Dans les méthodes d'écriture abusivement employées de manière systématique du fait d'une mode, il y a le fait d'entremêler non seulement plusieurs intrigues, mais aussi plusieurs temporalités (non-présentation des chapitres dans l'ordre chronologique). Ce procédé demande une maîtrise que ne possède pas encore l'auteur, et de ce fait il aboutit, d'abord, à égarer le lecteur.

 

Quant au «retournement » final, il me laisse profondément déçu, car il remet en cause tout le roman. Oblige à une relecture dans laquelle on se demande à quoi servent certains épisodes, en particulier l'histoire parasite de Joshua, mais aussi les épisodes politiques.

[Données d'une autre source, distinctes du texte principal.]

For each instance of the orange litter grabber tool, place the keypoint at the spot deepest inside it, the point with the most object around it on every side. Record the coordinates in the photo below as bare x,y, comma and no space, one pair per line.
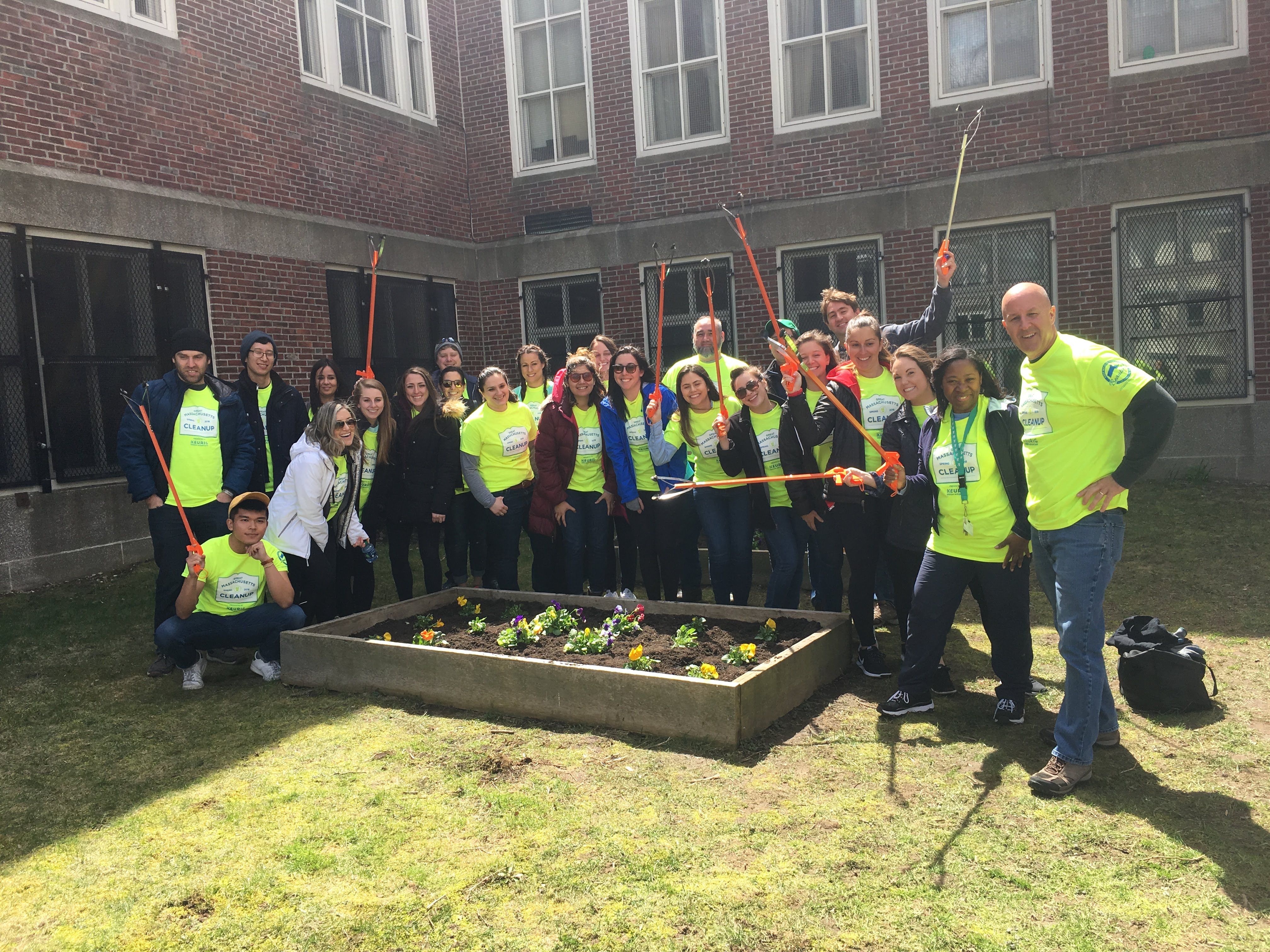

C'est, là encore, un « truc » d'écriture qui demande une certaine pratique et une motivation que je n'ai pas perçue.

 

Je suis d'une sévérité excessive, bien sûr, et je m'octroie un rôle de critique péremptoire et didactique bien au-delà de mes capacités de lecteur amateur à la compétence limitée ; mais ma déception est conséquence de la quantité d'espoirs PRESQUE satisfaits. Et ce mot est à mes yeux au cœur de ma réaction. Contrairement au proverbe, je ne crois pas que « a miss is as good as a mile », je le trouve bien pire. Bien plus dérangeant. Il oblige à imaginer le roman parfait qui a PRESQUE été écrit ; un roman dans lequel, à mon avis, Joshua, le Kairos et les personnages associés, n'avaient pas place (ou auraient dû faire l'objet d'un roman séparé, associé). Une fin plus ouverte aurait, au moins, légitimé cette attitude de lecteur.